Disney to Dethrone Netflix by 2024; Wikipedia to Charge Big Tech for Content
by Grace Dillon on 17th Mar 2021 in News
In today's ExchangeWire news digest: analysts predict that Disney will become the world's biggest streaming company by 2024; the Wikimedia Foundation, have launched a new commercial product that will charge Big Tech for using Wikipedia content; and Australia records lower ad spend during the start of 2021, with digital proving a welcomed exception.
Disney to beat Netflix to title of world's biggest streamer by 2024
Disney is expected to usurp Netflix as the world’s most popular streaming service. The forecast comes after a whirlwind period of growth (helped, in no small part, by COVID-19 lockdown measures) for the Walt Disney Company’s Disney+ platform, which has accrued an astonishing 100 million global subscribers since its launch less than 18 months ago. With further growth across their Hulu and ESPN+ properties, analysts now forecast that the incumbent leader will be forced to forfeit their crown to Disney by 2024.
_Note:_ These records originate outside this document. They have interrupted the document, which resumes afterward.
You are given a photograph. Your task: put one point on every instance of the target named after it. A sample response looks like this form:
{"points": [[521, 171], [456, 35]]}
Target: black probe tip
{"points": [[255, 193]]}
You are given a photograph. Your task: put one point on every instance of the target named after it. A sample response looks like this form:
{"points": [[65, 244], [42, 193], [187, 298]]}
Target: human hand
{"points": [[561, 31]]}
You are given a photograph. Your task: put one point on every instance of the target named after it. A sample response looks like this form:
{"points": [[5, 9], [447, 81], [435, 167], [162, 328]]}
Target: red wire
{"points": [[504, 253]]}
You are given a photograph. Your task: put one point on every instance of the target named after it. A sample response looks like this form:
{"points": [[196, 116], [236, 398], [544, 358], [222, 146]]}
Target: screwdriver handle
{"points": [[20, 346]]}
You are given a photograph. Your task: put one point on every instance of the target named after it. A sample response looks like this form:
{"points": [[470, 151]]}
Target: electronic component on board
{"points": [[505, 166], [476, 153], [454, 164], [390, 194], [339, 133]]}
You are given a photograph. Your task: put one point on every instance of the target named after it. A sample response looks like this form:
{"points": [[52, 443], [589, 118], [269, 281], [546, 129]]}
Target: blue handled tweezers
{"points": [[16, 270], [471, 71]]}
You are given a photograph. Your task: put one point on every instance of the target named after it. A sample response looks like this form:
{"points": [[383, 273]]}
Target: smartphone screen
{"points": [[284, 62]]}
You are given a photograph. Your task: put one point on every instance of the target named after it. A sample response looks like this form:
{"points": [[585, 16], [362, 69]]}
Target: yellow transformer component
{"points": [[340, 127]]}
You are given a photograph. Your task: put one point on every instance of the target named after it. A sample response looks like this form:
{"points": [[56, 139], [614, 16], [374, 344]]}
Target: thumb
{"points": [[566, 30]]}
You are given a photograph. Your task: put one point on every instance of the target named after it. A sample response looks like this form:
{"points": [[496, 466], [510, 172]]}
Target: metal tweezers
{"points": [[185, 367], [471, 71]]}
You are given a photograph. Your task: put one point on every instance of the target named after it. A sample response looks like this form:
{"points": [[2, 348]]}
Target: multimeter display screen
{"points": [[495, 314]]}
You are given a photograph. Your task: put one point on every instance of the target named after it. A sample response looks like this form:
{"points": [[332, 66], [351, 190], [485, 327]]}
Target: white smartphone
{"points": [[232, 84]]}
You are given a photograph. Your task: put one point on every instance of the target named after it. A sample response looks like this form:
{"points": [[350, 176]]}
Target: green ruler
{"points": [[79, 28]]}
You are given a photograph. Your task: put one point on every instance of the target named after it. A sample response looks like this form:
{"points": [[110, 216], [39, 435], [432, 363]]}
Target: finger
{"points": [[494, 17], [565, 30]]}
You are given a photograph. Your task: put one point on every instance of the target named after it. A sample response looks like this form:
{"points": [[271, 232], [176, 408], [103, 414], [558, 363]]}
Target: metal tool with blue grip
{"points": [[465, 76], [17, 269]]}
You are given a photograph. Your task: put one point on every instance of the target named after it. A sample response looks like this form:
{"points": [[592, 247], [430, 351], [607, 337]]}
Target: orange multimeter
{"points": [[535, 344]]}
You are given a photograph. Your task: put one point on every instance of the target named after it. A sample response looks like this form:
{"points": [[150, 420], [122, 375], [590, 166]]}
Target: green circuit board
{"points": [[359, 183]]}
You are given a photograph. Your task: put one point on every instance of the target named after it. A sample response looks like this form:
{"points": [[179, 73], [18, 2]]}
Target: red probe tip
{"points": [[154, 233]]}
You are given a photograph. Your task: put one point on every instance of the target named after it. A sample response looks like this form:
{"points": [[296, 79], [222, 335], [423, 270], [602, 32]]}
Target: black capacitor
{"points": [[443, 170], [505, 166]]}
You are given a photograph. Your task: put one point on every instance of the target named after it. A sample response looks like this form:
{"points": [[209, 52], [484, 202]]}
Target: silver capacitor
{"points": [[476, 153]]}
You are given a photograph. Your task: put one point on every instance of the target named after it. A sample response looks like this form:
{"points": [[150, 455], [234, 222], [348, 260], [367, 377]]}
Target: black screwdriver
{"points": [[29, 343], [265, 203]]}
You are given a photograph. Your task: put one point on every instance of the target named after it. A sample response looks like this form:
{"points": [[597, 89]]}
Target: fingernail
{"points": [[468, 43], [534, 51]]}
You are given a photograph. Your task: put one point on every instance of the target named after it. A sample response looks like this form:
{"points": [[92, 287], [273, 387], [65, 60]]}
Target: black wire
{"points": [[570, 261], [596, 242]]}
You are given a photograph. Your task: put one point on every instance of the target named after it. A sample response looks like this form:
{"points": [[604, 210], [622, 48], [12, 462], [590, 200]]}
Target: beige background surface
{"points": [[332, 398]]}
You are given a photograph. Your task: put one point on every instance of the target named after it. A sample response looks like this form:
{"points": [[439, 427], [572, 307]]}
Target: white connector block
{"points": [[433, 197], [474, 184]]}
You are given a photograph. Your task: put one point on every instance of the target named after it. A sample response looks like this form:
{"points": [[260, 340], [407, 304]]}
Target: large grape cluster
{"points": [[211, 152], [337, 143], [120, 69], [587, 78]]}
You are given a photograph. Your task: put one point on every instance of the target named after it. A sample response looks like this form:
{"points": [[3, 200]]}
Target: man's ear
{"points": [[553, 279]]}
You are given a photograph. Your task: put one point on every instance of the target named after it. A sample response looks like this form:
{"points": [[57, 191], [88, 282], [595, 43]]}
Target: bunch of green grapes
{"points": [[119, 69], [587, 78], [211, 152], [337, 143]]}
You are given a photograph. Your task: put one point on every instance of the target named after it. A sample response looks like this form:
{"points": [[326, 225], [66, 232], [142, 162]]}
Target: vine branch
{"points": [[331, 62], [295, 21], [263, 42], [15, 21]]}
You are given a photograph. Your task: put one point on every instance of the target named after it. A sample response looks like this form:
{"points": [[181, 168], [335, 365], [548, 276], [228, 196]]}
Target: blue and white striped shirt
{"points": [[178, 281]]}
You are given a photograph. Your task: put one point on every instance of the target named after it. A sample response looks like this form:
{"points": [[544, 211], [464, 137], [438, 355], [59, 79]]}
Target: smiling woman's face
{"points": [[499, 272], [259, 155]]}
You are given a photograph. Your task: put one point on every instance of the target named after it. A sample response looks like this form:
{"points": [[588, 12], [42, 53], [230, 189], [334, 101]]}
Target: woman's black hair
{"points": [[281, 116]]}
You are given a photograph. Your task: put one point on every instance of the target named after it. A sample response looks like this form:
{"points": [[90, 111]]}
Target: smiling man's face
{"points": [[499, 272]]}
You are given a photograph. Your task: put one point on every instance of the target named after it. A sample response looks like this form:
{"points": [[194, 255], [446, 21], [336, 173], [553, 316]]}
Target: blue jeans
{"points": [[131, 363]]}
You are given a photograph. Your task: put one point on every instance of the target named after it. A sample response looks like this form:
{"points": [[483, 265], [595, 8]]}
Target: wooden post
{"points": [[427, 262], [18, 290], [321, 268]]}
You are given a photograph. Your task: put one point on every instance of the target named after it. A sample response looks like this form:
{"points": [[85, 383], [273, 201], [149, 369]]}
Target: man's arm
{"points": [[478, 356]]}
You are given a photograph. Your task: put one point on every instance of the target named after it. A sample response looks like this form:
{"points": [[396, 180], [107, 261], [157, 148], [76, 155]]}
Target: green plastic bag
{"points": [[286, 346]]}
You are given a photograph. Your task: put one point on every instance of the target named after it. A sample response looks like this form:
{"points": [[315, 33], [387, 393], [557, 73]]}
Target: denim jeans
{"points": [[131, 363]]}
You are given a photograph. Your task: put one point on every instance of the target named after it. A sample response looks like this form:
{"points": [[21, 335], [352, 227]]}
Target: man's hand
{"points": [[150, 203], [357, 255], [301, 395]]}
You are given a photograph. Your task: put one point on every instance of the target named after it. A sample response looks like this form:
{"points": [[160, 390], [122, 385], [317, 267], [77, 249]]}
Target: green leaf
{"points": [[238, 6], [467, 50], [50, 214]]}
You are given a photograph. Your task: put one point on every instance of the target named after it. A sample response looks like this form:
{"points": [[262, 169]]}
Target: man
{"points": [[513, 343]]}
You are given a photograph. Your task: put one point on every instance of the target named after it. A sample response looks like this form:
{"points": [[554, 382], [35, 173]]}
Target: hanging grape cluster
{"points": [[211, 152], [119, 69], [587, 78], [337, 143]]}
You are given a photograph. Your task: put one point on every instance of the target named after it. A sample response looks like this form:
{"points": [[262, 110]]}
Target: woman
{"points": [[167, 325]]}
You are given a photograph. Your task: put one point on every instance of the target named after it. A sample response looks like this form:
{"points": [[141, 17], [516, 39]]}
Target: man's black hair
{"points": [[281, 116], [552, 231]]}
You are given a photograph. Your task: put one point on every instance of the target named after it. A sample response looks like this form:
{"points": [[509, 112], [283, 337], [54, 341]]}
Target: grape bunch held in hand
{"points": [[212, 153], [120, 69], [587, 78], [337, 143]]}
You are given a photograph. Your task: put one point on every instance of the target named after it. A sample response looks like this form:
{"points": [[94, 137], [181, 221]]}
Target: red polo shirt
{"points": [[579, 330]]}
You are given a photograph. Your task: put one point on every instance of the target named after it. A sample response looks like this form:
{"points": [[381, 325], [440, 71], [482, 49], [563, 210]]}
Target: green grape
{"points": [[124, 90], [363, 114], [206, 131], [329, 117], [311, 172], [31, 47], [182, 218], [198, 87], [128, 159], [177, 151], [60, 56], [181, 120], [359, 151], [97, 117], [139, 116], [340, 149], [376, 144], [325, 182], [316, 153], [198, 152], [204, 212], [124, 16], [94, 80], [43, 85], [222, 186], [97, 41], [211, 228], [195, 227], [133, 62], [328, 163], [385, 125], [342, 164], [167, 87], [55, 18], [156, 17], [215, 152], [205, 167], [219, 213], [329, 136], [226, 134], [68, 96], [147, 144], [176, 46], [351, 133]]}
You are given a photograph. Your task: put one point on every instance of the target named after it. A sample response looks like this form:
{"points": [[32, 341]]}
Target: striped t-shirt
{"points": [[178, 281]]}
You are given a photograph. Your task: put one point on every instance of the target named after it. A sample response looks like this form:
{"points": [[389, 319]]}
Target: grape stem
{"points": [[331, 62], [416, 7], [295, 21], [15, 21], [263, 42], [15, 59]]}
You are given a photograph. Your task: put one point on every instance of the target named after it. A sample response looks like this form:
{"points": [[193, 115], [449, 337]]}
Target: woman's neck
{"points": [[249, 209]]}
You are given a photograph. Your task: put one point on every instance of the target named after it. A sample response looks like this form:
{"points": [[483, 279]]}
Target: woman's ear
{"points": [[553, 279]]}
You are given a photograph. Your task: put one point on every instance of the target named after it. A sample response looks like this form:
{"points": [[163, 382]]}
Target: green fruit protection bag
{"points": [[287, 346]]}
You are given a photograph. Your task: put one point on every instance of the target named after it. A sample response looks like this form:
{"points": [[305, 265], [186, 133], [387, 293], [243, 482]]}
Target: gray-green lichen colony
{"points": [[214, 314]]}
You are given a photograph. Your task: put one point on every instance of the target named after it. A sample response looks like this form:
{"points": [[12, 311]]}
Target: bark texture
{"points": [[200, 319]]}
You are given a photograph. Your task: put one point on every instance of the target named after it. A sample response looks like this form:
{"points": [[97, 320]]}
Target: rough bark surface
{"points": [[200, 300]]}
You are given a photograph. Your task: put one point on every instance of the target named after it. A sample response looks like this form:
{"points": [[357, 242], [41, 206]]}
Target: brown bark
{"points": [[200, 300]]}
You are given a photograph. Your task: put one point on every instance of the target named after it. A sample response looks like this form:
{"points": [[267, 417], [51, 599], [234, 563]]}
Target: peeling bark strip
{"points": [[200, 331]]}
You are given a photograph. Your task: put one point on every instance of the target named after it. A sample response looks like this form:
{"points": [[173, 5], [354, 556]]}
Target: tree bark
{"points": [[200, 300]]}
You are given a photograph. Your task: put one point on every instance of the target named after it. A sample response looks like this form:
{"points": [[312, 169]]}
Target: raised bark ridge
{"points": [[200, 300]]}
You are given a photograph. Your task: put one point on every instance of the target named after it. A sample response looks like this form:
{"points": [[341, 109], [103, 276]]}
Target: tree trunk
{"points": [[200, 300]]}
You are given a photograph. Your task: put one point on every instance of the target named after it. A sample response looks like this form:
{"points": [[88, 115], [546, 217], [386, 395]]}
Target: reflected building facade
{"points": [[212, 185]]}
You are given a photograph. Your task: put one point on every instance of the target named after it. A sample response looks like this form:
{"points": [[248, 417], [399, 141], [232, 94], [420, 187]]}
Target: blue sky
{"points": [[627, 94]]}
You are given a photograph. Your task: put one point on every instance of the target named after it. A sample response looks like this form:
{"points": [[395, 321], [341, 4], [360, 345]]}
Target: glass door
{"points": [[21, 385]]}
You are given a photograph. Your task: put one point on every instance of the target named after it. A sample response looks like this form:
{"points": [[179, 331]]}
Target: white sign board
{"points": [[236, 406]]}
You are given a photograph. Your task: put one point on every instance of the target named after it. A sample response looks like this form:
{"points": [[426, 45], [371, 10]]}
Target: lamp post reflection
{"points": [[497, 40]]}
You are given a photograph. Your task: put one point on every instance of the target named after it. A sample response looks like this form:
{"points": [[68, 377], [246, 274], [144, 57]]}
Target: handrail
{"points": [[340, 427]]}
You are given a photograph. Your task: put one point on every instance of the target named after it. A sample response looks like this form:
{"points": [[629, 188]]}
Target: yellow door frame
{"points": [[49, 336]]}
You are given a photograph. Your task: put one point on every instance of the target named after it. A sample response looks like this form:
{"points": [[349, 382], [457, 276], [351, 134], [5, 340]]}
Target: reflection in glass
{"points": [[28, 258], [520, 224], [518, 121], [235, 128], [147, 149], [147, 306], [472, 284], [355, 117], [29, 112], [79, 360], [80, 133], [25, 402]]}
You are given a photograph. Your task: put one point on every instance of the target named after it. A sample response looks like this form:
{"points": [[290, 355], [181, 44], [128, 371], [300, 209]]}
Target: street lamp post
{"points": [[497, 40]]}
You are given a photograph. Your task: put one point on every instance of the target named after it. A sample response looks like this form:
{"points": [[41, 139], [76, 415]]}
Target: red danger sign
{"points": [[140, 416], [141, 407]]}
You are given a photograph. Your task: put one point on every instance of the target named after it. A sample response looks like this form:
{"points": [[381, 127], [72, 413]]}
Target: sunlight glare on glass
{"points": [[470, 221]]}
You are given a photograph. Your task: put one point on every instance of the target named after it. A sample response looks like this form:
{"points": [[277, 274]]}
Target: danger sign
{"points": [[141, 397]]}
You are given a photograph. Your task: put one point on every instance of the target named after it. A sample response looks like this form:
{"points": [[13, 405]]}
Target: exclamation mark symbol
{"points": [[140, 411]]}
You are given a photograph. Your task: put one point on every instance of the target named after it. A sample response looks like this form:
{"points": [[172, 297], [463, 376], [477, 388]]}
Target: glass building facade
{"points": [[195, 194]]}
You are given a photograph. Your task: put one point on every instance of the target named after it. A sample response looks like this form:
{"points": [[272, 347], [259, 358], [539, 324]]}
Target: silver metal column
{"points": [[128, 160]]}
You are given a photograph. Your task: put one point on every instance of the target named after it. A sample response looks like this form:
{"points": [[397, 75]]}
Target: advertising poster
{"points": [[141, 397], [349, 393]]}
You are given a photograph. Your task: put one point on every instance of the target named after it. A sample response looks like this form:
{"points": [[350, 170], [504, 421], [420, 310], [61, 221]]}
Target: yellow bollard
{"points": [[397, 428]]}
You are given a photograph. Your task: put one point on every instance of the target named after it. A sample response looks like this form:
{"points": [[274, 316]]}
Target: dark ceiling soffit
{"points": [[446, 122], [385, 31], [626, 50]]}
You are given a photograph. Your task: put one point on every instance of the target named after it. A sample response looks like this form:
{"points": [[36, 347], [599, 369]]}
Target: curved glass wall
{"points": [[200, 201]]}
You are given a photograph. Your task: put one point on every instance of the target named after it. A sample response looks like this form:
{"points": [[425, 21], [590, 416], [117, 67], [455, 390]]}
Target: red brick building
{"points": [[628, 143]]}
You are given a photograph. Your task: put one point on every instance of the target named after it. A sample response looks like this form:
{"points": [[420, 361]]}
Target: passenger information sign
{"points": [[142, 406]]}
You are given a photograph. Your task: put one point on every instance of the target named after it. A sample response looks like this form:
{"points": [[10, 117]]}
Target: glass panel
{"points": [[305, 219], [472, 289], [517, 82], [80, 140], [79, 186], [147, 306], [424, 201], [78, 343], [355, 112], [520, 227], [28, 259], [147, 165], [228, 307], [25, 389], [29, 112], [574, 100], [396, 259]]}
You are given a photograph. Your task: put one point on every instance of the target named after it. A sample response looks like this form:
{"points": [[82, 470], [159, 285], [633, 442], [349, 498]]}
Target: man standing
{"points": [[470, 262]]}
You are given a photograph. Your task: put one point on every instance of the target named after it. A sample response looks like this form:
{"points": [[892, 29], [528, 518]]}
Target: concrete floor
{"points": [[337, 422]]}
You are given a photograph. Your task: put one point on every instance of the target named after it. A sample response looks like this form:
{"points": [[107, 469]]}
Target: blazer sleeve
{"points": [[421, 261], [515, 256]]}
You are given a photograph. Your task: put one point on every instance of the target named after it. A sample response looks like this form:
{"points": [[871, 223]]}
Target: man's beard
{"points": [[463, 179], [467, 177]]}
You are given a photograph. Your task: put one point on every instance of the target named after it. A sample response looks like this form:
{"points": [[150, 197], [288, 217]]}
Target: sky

Having firmly beaten executives’ predictions that it would attract 90 million subscribers after 5 years, Disney’s management have high expectations for the relatively young platform. The company have tripled Disney+’s 2024 subscriber target to 260 million and have doubled their content budget to USD $15bn (£10.8bn). The increased investment will take care of the platform’s comparatively slender supply of content – Disney+ currently offers 4,500 hours of programming compared to main competitors Netflix (40,000) and Amazon Prime (50,000).
Meanwhile, Netflix announced that they breached the 200 million global subscriber mark at the start of this year. The current champ will see this figure rise to 269 million by 2023 and then 279 million in 2024. By this point, however, Walt Disney’s total global subscriber count will have shot to 295 million, predicts Ampere Analysis.
Wikipedia founders launch commercial product for Big Tech
The Wikimedia Foundation, the owner of internet mainstay Wikipedia, have launched a new commercial offering which will see Big Tech platforms pay to use or republish their content. Named Wikimedia Enterprise, the product will change the decades-long relationship between the free, online encyclopaedia provider and the tech giants who have benefited from their initiative.
According to sources close to the matter, the firms are already in talks with the Wikimedia Foundation’s newly-established Wikimedia LLC subsidiary. Whilst the priority for the next few months will be gathering responses to the new offering from Wikipedia’s community of volunteers, the foundation could settle deals with the online behemoths as early as June.
Interestingly, Enterprise will break from the foundation’s traditional ideals of a fully accessible internet by hosting the commercial versions of Wikipedia content on Amazon Web Services, and not on their own servers. The Foundation explains that AWS is better equipped to deliver on its customers’ needs, stressing that Enterprise “is not contractually, technically, or financially bound to use AWS infrastructure”.
Whilst the launch points to a new awareness of Wikipedia’s commercial value, the Foundation does not expect Enterprise to become the project’s primary source of revenue. This, they say, will still come from donations, marking a clear intention to preserve the initiative’s foundational values of openness and accessibility.
Digital proves its mettle as Australian ad markets make slow start to 2021
Australia’s ad markets saw lower investment at the beginning of 2021, according to the latest results from the Standard Media Index (SMI). The industry body reports that continued disruption sparked by COVID-19, including a delay to the Australian Open, created a dip in the markets’ previously steady recovery.
In January, total media agency ad spend declined 7.3% and the metro TV market saw bookings fall 5.3%. TV accounted for 37% of total ad spend during the month, with other media contributing a combined 25.4% of total bookings.
Digital advertising remained strong, reporting 1.8% year-over-year growth during the period as social media, programmatic, and online video all registered growth in the double-digits. Compared to other ad markets, digital brought in 32.2% of bookings, a figure which rises to 37.6% if one includes digital ads for traditional media, according to the SMI.
The body anticipates that a return to universal recovery is on the way, with the out-of-home (OOH) market reporting higher demand than that recorded during the same period last year. The sector is expected to see demand rise 4% from March 2020 to March this year, and again by 7% in April.